7 Ways to Feel Less Lonely While You're Working From Home

woman on computer

Stocksy

Before I left my full-time office job to go freelance, the thought of working from home all day, every day scared me. The idea of being able to work anywhere was, of course, exciting, but I knew my bank account wouldn’t exactly respond well to me being in a coffee shop or cafe every single day. Realistically, I knew that I would soon be spending a lot of time by myself and I was worried that I would become depressed, lonely, or bored eventually because of the solitude. Ultimately, though, working for myself and from home has been the best thing that’s ever happened to me. I almost never feel lonely, have a healthier work/life balance, and surprisingly going to a coffee shop still feels like a treat. There are a few habits and mindsets that have made all of the difference for me, though. If you’re struggling with working from home and feeling lonely or you’re thinking about leaving your office soon, here are seven ways to feel less lonely if you work from home.

01 of 07

Get Over Your Phone Call Anxiety

In a perfect world, maybe we would all feel like meeting up with friends every day before or after work.

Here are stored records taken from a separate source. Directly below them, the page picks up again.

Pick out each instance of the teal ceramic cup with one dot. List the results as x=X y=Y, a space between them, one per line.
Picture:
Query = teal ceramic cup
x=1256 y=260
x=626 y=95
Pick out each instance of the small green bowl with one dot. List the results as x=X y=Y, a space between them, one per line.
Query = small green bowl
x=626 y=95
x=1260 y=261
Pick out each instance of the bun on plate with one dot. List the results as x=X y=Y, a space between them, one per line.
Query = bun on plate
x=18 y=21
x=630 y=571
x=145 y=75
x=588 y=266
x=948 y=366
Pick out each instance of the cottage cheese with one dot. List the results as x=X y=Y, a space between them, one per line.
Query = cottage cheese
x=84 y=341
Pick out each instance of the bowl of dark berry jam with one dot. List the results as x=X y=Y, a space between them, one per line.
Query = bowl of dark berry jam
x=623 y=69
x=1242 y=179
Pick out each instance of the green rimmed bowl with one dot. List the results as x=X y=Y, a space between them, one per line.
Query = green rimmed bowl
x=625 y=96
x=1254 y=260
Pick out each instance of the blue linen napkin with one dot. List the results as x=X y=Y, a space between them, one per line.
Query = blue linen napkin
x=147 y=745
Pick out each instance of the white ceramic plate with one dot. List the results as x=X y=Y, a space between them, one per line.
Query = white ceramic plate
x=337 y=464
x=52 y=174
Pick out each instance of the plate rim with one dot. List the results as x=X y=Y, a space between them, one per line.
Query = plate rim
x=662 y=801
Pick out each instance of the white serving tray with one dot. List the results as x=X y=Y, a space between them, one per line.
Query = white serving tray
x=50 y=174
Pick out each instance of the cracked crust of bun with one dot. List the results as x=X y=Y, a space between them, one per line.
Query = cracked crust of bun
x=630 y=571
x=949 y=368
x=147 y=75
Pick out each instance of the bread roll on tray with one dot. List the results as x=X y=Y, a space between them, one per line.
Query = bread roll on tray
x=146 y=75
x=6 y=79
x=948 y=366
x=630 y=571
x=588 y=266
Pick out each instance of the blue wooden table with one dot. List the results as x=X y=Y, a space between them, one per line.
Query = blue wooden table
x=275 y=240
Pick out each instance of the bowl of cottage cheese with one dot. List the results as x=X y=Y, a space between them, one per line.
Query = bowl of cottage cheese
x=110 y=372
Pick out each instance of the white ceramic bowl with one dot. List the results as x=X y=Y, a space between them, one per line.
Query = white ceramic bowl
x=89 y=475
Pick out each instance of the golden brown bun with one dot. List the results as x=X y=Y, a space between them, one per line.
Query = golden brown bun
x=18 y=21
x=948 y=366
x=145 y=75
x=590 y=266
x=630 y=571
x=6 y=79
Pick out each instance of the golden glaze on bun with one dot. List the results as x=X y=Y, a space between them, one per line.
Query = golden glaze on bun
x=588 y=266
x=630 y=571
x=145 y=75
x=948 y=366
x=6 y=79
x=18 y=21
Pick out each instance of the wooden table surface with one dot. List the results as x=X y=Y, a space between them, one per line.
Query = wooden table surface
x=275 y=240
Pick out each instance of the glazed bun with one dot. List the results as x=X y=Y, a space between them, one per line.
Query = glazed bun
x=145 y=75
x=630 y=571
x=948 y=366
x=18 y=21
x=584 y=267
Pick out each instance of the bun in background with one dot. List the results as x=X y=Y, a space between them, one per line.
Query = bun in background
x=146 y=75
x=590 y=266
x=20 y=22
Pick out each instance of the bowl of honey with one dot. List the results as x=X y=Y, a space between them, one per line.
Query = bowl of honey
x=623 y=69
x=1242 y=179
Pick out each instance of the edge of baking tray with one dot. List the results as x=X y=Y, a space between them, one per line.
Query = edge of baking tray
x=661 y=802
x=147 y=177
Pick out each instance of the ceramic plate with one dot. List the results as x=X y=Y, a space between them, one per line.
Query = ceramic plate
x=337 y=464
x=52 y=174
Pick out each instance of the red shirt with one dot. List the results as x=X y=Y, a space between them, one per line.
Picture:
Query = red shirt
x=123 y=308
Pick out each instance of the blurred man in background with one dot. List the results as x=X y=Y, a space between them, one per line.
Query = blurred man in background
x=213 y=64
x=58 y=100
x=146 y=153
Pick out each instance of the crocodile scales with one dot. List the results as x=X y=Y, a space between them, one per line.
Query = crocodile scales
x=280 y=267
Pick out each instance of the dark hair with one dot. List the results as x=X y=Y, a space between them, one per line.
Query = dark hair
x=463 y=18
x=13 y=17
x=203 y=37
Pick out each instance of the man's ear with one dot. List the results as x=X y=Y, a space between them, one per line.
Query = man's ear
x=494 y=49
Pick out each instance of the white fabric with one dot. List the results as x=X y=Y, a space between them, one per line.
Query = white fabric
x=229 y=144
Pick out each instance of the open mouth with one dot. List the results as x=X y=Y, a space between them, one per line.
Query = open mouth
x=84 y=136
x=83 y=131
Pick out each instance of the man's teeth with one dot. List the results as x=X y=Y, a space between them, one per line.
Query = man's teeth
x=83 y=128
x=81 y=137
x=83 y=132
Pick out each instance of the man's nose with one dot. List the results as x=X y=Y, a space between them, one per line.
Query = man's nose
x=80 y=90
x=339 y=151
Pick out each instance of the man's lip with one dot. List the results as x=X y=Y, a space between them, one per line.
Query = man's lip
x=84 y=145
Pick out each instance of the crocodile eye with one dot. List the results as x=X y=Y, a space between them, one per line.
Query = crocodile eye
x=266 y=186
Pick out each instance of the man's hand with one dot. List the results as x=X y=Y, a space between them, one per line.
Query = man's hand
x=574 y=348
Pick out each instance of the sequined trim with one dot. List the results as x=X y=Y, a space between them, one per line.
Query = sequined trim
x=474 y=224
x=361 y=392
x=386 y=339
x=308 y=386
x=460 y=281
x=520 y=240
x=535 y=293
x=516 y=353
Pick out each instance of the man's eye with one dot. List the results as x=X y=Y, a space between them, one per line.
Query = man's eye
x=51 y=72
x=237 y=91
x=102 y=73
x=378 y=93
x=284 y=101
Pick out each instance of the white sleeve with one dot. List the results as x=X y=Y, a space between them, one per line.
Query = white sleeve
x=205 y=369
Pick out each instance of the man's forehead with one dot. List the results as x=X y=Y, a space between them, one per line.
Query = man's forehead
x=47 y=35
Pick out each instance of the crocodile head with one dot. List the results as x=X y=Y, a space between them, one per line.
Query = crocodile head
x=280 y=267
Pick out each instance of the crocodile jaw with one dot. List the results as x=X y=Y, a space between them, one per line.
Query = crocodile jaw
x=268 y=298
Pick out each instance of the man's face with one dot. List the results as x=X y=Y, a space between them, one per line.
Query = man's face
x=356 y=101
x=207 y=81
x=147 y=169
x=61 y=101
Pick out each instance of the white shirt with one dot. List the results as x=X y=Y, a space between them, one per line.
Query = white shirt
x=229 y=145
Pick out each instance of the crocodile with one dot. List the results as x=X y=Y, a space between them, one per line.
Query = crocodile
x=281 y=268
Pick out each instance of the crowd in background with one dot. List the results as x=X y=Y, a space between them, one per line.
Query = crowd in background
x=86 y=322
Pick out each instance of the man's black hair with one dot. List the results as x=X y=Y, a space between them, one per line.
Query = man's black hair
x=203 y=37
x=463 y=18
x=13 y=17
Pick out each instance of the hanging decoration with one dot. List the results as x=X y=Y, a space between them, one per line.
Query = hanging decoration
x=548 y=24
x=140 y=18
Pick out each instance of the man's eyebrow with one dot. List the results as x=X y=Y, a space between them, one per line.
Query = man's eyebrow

Odds are, though, that probably won’t happen — even if you’re just working in your pajamas from your kitchen table. One of the best things I did when I went freelance was to get over my anxiety about calling people on the phone. Now, I talk to friends and family on the phone regularly. It’s (basically) face-to-face connection without having to reschedule six different times before finding the perfect happy hour slot that works for both your schedules. Plus, it’s perfect for long-distance friendships. Pro tip: Phone calls and long walks are a great combination and provide an excuse to get some fresh air.

02 of 07

Take Stock Of Your Relationships

I used to feel like I had to have a million different friends to be happy — that I had to be in certain social circles and cliques. When I started working from home, a lot of this pressure disappeared, and it forced me to actually take stock of my relationships. I thought long and hard about the friendships that were most dear to me (versus the ones that were vapid or fleeting) and I put effort into those instead of trying to make everyone like me. I now have stronger relationships than ever. Plus,I never feel stressed about how empty or full my social calendar is as long as I’m making time for those particular relationships that matter the most.

03 of 07

Choose One Or Two Days A Week To Work Somewhere Other Than Home

Every Friday, I treat myself to working from my favorite coffee shop instead of my desk at home. I also treat myself to working outside of the house if I have a particularly difficult or overwhelming project ahead of me. Not only does this schedule save me money, but it makes me look forward to work on Fridays, rather than counting down the seconds to the weekend. It also makes more difficult projects seem that much easier—the experience of being outside the house gives me a little boost. 

04 of 07

Appreciate The Lack of Social Pressure

Daily social interaction and small talk may disappear when you start working from home, but you know what else disappears? The pressure to make small talk and forced daily social interaction. Whether we fully realize it or not, workplace social dynamics can be exhausting. Having to worry about whether or not your boss’ boss likes you or if you should participate in this week’s office gossip can be stressful. When you work from home, none of that exists in the same way. The pressure is gone. Acknowledging and appreciating this has helped me endlessly with loneliness. All that energy I spent trying to make my coworkers like me is now spent on the things that bring me joy. 

05 of 07

Join Freelancing Or Work From Home Groups And Networks

There are dozens of online and IRL groups that bring together freelancers, self-employed people, and anyone who works from home on a daily basis. Connecting and commiserating with people who understand what you’re going through is helpful in any situation — and that includes when you start working from home.

06 of 07

Create Group Chats That You Can Access From Your Computer

Being on your phone throughout the day is distracting, no matter what your job is. Create some online group chats (WhatsApp is great for this, and iMessaging can work, too) with your closest friends that you can access throughout the day in a way that’s not going to take you completely out of whatever you’re working on at any given moment. Being able to send a meme or link to your friend group throughout the day and get their responses can sometimes be exactly the social boost you need. 

07 of 07

Give Yourself Ample Time Off

If you’re one of the many people who work from home and for themselves, then it can be tempting to work all the time just because you can. Being in total control of your income is empowering, and it’s easy to understand why the feeling leads those who are self-employed to give themselves very few days off. However, keeping yourself to a normal schedule (whether that be 9 - 5 or 10 - 6 or 7 - 4) as possible and giving yourself intentional time off is key. If not, you run the risk of isolating yourself from your friends and family who may have more traditional work schedules.